Gastrointestinal presentations rank within the top 15 presentations to general practice in Australia.1 With a vast array of clinical presentations that impact all age groups and genders, from acute and sub-acute to chronic presentations, general practice is often the first point of contact. The most common gastrointestinal conditions that are managed by general practitioners (GPs) include gastroesophageal reflux disease (GORD), constipation in children, irritable bowel syndrome (IBS), gastroenteritis (including traveller’s diarrhoea), inflammatory bowel disease (Crohn’s disease and ulcerative colitis), coeliac disease, non-alcoholic fatty liver disease (NAFLD)/non-alcoholic steatohepatitis (NASH), hepatitis C and Helicobacter pylori infection.1
The GP’s role encompasses preventive health screening, diagnosis and management of acute and chronic conditions. Given the breadth of knowledge that is required for this area, one useful approach is to divide topics into organ-related systems and then further subdivide into acute and chronic presentations. GPs need to remain up to date with clinical guidelines, especially in chronic and terminal gastrointestinal conditions, to ensure management plans are supported by evidence-based practice.2 Allied health professionals (eg dieticians, psychologists, pharmacists) may also form part of a multidisciplinary team that assists in managing patients with gastrointestinal presentations. All members of this team should be included in patient clinical conferencing and participate in shared decision-making and advocacy for patient care.3
Gastrointestinal conditions impacting children can present as early as the first few weeks of life. GPs should be aware of age-specific disorders as well as the red flag signs and symptoms indicating the need for urgent referral or transfer to a tertiary centre. Another vital GP skill is the ability to differentiate between passing tummy trouble and a digestive disorder, given the impact these conditions can have on a child’s growth and development, in addition to the effect on parents and families.4
GPs also play a vital role in assisting with patient participation in the National Bowel Cancer Screening Program, and in understanding the difference between screening versus diagnostic tests.5 This is particularly important in under-screened populations such as Aboriginal and Torres Strait Islander peoples, people from culturally and linguistically diverse communities, individuals experiencing social disadvantage and very remote populations.6-8 GPs should be familiar with the risk factors for colorectal cancer and use resources to aid their decision-making.9 Socioeconomic status and health behaviours can contribute to gastrointestinal presentations and impact treatment. These are multifactorial and include poor nutrition, smoking, drug use, alcohol intake and obesity.10 The GP's role in identifying, counselling and supporting change in these areas is important in holistic care of the patient and in achieving positive treatment outcomes.
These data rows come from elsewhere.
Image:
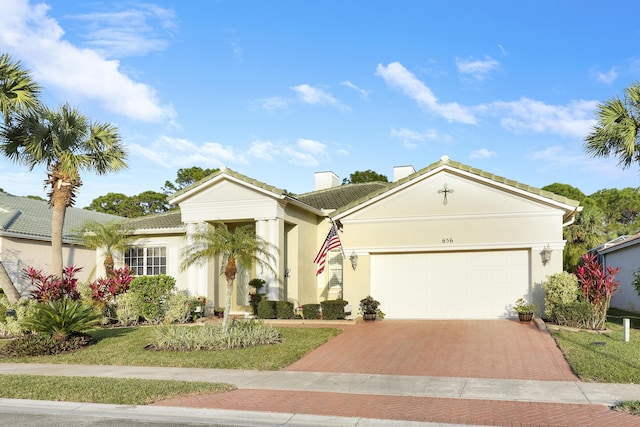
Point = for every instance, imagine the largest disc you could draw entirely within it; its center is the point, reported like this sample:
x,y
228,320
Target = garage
x,y
449,285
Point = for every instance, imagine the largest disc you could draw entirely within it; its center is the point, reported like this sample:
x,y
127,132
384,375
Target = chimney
x,y
326,180
400,172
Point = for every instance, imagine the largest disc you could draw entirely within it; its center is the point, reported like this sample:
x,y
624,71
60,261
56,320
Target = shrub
x,y
60,319
311,311
47,288
560,289
240,334
152,293
284,310
267,309
179,308
597,285
44,345
576,314
127,310
333,309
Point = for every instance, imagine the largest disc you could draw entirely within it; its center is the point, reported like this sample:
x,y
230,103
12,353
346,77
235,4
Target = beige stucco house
x,y
446,241
25,238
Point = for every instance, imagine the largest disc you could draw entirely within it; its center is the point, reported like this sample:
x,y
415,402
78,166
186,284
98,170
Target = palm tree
x,y
66,142
18,93
238,246
616,133
111,237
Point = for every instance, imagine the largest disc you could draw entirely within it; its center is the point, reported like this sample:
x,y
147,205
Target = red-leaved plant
x,y
104,290
52,288
597,285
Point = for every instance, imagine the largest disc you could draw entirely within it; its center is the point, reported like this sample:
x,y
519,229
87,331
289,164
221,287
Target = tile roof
x,y
343,195
32,218
171,219
462,167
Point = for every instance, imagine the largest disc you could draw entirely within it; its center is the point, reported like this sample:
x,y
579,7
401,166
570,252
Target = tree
x,y
116,204
565,190
238,246
111,237
359,177
616,133
186,177
19,93
65,142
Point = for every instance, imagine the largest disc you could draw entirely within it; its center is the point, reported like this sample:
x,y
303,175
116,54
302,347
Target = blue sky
x,y
278,90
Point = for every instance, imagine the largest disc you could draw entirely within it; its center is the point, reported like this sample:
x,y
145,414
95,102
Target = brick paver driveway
x,y
502,349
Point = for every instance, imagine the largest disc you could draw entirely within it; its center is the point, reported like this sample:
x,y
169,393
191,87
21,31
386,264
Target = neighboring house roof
x,y
446,162
618,243
343,195
30,218
162,221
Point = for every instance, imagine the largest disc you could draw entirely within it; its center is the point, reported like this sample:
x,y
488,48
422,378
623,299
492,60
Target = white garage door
x,y
451,285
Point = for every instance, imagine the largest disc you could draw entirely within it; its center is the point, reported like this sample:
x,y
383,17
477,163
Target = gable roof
x,y
571,206
343,195
30,218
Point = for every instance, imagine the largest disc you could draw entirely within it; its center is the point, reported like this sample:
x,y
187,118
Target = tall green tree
x,y
66,142
19,93
186,177
616,133
112,237
359,177
236,246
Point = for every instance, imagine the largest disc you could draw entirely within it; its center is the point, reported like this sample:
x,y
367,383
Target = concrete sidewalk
x,y
573,392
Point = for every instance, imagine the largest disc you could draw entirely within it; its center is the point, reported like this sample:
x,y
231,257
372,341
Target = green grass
x,y
121,391
126,346
615,361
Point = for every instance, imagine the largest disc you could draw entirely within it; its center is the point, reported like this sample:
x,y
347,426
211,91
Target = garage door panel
x,y
449,285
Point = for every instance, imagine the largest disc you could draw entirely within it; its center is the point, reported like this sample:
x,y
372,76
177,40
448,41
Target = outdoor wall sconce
x,y
354,260
546,255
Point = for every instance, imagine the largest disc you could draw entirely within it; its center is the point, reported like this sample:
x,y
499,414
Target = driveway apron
x,y
503,349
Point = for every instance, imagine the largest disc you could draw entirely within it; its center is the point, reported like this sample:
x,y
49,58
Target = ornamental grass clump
x,y
241,334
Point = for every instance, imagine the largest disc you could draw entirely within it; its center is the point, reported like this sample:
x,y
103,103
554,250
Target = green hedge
x,y
333,309
284,310
267,309
311,311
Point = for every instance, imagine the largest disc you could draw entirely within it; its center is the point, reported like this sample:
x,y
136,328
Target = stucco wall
x,y
18,254
628,259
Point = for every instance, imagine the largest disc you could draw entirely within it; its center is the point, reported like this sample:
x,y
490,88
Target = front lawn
x,y
604,356
119,391
126,346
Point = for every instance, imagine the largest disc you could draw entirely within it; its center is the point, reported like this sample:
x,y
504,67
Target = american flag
x,y
331,242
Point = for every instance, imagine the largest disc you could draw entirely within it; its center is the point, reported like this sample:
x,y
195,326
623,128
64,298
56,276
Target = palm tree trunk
x,y
7,285
57,222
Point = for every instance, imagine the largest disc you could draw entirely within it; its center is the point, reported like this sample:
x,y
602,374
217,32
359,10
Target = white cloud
x,y
272,104
574,119
306,152
178,152
316,96
263,150
134,31
350,85
482,153
396,75
606,77
30,35
477,68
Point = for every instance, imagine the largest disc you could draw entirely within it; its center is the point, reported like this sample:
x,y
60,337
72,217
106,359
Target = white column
x,y
269,231
196,273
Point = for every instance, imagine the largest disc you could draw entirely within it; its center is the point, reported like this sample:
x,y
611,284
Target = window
x,y
147,261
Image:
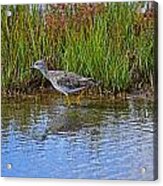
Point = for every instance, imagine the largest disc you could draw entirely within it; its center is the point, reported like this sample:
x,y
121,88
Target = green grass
x,y
105,45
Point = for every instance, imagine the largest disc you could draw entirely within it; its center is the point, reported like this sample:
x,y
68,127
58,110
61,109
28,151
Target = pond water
x,y
100,139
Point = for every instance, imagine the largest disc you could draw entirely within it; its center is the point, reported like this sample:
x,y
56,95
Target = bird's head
x,y
40,65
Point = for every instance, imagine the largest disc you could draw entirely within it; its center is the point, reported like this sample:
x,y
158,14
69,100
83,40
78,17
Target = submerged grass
x,y
110,42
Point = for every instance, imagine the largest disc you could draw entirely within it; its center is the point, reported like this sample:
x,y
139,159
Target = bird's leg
x,y
78,102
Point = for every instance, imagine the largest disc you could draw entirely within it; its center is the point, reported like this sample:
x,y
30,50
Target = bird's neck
x,y
44,71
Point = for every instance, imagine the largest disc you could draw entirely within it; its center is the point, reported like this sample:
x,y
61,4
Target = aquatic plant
x,y
110,42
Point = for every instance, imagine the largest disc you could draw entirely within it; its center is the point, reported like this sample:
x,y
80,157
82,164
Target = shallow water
x,y
101,139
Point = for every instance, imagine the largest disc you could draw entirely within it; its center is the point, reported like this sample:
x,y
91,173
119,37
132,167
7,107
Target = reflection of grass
x,y
110,43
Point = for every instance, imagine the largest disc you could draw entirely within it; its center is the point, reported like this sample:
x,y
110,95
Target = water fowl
x,y
65,82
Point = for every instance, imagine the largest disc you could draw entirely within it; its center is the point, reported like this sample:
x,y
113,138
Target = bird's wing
x,y
71,81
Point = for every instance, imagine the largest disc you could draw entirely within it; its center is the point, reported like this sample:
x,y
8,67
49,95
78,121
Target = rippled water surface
x,y
101,139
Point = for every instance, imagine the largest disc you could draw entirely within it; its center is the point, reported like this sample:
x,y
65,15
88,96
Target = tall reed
x,y
110,42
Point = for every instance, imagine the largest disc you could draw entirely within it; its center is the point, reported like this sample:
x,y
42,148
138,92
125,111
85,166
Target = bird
x,y
65,82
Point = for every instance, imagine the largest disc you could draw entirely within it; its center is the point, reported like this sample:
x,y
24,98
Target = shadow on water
x,y
102,138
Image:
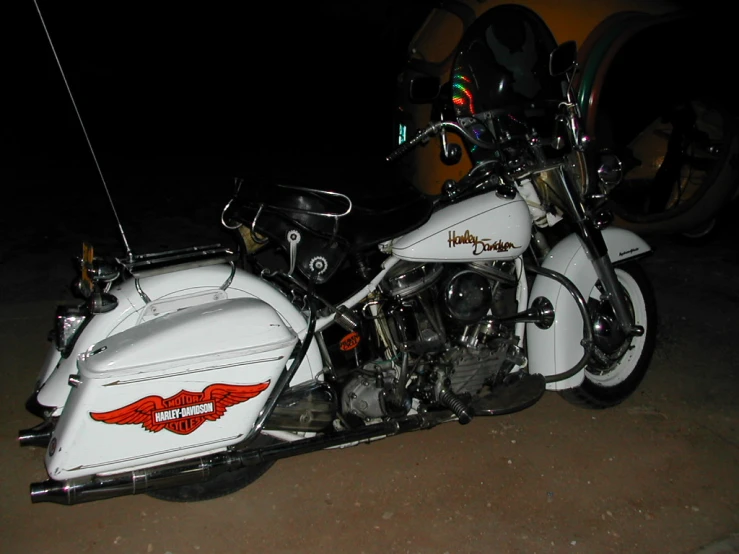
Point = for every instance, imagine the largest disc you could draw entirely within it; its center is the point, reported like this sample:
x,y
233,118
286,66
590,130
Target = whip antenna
x,y
84,130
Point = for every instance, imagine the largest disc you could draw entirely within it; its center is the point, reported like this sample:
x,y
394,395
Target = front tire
x,y
608,383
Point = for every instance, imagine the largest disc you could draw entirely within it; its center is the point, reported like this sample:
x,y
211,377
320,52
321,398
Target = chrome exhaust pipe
x,y
88,489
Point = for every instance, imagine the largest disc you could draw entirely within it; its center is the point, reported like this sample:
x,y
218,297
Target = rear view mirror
x,y
423,89
563,58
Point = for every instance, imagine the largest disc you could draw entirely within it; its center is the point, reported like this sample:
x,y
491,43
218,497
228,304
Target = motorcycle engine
x,y
440,320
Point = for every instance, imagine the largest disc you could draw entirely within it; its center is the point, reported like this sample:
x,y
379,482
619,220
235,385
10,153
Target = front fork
x,y
597,251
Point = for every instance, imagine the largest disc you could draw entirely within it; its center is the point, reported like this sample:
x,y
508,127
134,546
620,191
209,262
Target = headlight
x,y
69,322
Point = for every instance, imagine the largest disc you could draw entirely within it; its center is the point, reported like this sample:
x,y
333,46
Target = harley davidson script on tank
x,y
478,245
184,412
485,227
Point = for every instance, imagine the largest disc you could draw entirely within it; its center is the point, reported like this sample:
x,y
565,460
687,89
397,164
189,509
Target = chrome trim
x,y
191,371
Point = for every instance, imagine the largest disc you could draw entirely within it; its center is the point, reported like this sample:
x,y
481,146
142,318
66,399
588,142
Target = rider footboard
x,y
178,386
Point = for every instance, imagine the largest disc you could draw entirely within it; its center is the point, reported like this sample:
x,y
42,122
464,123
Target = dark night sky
x,y
170,89
176,80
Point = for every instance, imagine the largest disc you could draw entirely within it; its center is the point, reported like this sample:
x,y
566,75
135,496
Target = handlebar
x,y
424,134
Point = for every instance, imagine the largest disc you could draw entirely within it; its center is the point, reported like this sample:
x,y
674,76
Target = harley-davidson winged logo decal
x,y
184,412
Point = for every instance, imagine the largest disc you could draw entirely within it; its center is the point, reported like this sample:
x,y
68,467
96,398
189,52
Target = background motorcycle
x,y
640,95
229,371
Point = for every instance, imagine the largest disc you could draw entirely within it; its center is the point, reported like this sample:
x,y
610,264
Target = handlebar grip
x,y
409,145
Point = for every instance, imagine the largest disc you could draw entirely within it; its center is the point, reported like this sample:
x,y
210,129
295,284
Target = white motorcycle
x,y
184,376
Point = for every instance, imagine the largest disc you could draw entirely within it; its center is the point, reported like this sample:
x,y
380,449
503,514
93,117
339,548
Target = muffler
x,y
88,489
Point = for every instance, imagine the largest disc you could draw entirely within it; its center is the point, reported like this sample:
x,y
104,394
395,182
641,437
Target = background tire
x,y
606,387
681,167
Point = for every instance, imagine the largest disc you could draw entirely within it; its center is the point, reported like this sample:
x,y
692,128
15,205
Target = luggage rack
x,y
168,261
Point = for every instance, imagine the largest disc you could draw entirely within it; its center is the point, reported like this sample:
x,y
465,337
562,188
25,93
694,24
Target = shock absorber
x,y
450,400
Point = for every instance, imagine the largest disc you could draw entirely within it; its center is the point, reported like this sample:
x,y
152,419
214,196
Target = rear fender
x,y
557,349
169,292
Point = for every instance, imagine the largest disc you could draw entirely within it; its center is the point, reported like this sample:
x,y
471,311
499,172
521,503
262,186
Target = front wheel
x,y
623,361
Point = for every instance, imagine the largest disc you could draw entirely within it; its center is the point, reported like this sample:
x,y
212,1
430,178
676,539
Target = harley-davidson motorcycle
x,y
184,376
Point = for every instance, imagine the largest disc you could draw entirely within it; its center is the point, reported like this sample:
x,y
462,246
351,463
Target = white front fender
x,y
555,350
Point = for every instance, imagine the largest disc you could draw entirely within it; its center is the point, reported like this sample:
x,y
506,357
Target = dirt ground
x,y
657,474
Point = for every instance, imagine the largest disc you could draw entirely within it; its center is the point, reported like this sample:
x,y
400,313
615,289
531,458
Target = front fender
x,y
555,350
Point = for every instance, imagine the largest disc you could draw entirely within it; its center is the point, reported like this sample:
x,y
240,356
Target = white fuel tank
x,y
484,227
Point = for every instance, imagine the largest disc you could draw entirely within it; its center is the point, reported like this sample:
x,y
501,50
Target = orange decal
x,y
350,342
182,413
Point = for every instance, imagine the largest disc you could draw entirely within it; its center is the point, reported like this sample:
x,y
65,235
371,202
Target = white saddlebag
x,y
184,384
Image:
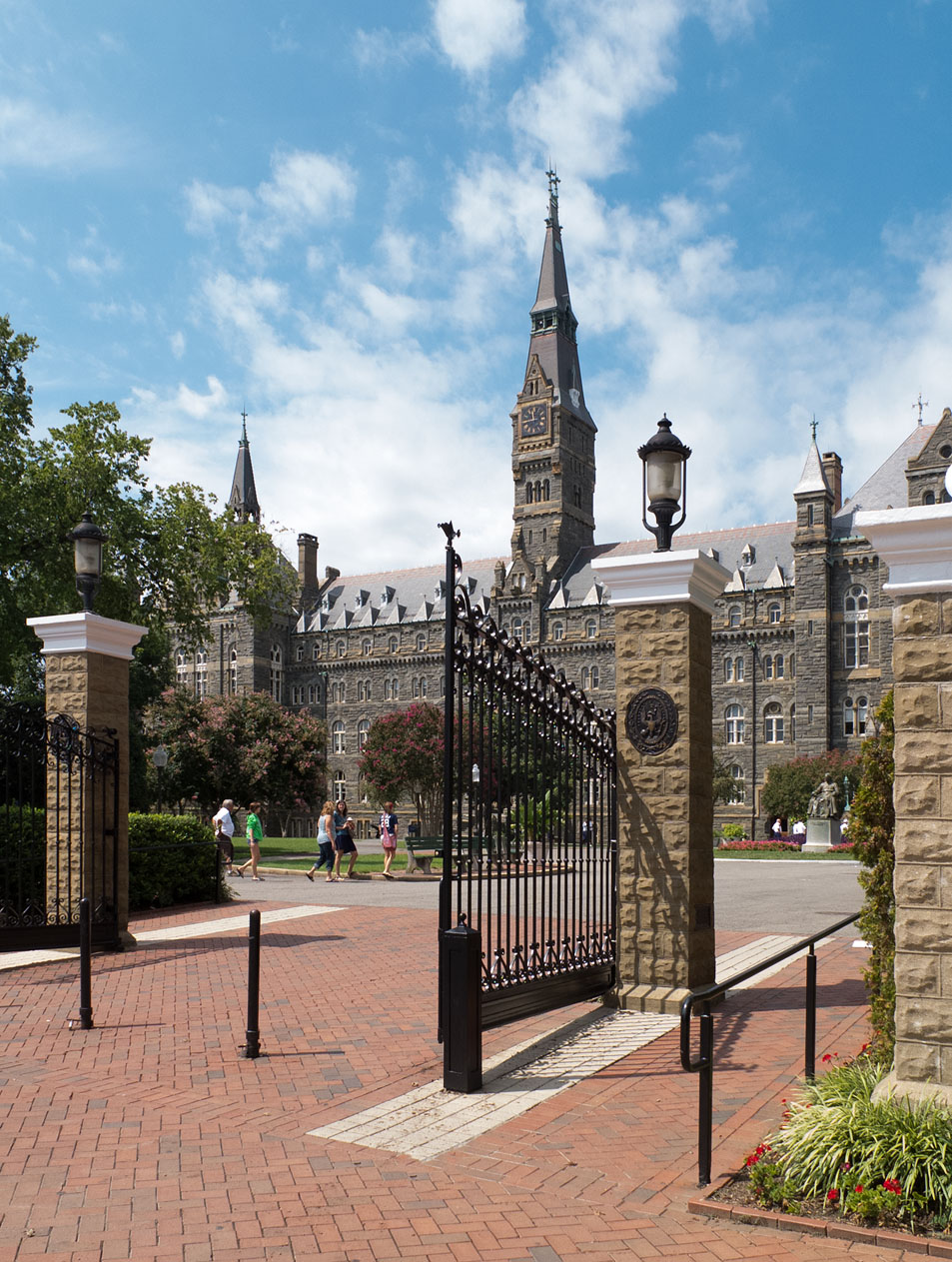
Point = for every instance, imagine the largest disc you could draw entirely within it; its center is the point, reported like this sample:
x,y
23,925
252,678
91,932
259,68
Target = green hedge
x,y
172,859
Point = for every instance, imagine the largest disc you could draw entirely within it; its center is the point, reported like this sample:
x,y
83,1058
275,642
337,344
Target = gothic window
x,y
856,627
773,723
734,724
738,792
201,672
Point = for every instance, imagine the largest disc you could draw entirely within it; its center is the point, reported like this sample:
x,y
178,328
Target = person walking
x,y
255,835
224,831
389,835
326,843
343,839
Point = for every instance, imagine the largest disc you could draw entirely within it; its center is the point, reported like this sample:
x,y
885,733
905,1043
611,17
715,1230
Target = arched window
x,y
856,627
201,672
275,674
738,792
773,723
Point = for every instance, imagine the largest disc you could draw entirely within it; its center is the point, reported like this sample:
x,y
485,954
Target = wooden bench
x,y
420,853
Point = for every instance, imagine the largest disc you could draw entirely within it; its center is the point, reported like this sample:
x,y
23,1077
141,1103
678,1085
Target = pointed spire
x,y
242,499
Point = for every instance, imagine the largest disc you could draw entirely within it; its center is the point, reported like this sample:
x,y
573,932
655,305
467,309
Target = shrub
x,y
172,859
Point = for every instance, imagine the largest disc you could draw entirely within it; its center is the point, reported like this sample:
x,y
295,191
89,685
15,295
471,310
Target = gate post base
x,y
462,1007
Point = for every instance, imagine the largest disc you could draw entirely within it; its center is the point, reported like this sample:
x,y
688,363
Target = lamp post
x,y
87,542
160,759
663,480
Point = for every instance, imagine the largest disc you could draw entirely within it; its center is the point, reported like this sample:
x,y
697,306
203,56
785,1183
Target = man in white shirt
x,y
224,833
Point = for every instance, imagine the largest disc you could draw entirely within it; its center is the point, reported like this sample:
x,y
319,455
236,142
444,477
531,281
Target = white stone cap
x,y
650,579
916,544
87,632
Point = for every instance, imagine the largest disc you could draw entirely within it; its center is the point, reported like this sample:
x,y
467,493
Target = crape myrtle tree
x,y
249,748
169,558
789,786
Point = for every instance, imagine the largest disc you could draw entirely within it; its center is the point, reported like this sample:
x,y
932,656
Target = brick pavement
x,y
148,1138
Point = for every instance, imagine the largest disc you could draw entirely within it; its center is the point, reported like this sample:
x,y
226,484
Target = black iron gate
x,y
528,890
58,813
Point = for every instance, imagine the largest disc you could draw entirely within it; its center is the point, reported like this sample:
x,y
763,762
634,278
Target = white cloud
x,y
47,139
306,190
475,34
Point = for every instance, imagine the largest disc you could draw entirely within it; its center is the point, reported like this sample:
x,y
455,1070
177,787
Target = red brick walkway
x,y
148,1138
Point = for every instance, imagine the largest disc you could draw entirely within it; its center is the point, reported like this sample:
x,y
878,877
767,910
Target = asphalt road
x,y
779,896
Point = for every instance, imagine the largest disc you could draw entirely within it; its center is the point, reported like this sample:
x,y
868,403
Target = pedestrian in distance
x,y
343,839
389,837
254,834
326,843
224,831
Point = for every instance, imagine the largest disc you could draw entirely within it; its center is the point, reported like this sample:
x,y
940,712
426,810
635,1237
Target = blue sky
x,y
333,215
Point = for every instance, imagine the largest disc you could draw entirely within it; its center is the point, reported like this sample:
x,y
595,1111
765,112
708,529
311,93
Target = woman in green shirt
x,y
254,834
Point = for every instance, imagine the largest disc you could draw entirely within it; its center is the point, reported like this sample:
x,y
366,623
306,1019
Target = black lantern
x,y
663,480
87,542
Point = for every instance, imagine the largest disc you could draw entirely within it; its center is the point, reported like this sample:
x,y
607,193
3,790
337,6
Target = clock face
x,y
533,419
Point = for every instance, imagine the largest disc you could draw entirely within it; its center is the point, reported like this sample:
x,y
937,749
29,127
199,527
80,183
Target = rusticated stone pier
x,y
917,546
663,605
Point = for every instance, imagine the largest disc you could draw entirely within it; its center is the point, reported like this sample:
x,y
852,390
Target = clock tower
x,y
552,433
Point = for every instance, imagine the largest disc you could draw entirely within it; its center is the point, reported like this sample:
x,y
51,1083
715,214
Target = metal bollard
x,y
253,1034
85,964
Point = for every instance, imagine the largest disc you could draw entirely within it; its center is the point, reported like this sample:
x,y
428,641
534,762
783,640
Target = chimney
x,y
832,469
308,562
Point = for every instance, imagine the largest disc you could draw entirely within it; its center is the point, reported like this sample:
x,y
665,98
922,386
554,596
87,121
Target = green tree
x,y
788,787
871,831
403,757
244,747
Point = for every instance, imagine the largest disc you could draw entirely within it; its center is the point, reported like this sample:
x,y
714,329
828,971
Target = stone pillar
x,y
917,547
663,605
87,677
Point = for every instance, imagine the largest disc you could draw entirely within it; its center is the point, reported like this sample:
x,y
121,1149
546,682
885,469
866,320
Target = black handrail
x,y
703,1065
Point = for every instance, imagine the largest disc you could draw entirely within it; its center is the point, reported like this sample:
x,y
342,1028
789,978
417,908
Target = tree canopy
x,y
250,748
788,787
169,558
403,757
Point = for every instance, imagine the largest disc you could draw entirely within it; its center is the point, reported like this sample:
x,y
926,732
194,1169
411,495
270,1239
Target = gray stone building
x,y
801,645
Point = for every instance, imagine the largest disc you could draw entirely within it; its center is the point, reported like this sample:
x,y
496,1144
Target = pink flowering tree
x,y
404,758
242,747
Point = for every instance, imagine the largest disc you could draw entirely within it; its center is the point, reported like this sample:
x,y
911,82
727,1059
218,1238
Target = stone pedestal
x,y
663,605
822,834
87,677
917,547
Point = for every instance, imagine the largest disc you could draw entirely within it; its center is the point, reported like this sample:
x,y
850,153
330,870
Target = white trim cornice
x,y
663,579
87,632
916,544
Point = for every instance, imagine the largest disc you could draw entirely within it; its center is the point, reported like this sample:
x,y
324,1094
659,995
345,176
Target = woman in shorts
x,y
343,839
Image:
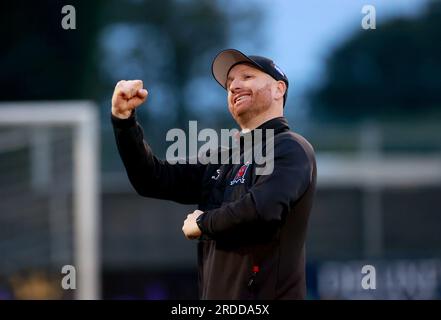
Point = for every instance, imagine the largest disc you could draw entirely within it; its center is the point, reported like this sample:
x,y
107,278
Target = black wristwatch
x,y
199,220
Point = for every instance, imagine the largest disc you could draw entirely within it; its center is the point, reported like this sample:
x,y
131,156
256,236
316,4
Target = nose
x,y
236,84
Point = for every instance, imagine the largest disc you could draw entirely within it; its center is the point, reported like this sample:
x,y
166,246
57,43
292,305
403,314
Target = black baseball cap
x,y
227,59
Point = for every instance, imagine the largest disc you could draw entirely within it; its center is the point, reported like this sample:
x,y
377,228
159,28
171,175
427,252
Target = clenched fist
x,y
190,227
127,96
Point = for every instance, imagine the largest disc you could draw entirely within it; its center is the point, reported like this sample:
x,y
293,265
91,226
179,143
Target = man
x,y
251,228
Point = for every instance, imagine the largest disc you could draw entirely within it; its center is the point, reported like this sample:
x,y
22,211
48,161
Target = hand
x,y
190,228
127,96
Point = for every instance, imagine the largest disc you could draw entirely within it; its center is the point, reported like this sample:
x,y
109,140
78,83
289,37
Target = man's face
x,y
250,91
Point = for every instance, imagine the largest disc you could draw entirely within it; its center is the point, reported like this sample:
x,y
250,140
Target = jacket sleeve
x,y
150,176
269,197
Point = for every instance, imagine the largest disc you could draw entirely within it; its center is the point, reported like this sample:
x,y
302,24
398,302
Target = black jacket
x,y
254,226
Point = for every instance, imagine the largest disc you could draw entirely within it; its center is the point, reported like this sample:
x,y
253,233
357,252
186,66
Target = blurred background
x,y
369,101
Screening for hepatitis B and C infection should also be offered to groups with increased prevalence, including Aboriginal and Torres Strait Islander peoples, patients within the justice system and migrants, refugees and asylum seekers from high-risk countries.11 GPs are now able to treat conditions such as hepatitis C in the community and need to be aware of opportunities to upskill as new regimens for disease management become available. Access to treatment can also be impacted by geographic region and will require ongoing advocacy and support from GPs.12
In rural and remote settings, GPs may encounter barriers to care such as access to further investigations including imaging and access to non-GP specialists for opinion and procedures such as gastroscopy and colonoscopy.13 Awareness of the services available within their network, including telehealth consultations with non-GP specialists, and connections with neighbouring medical services is vital for GPs and patients to ensure they are adequately supported.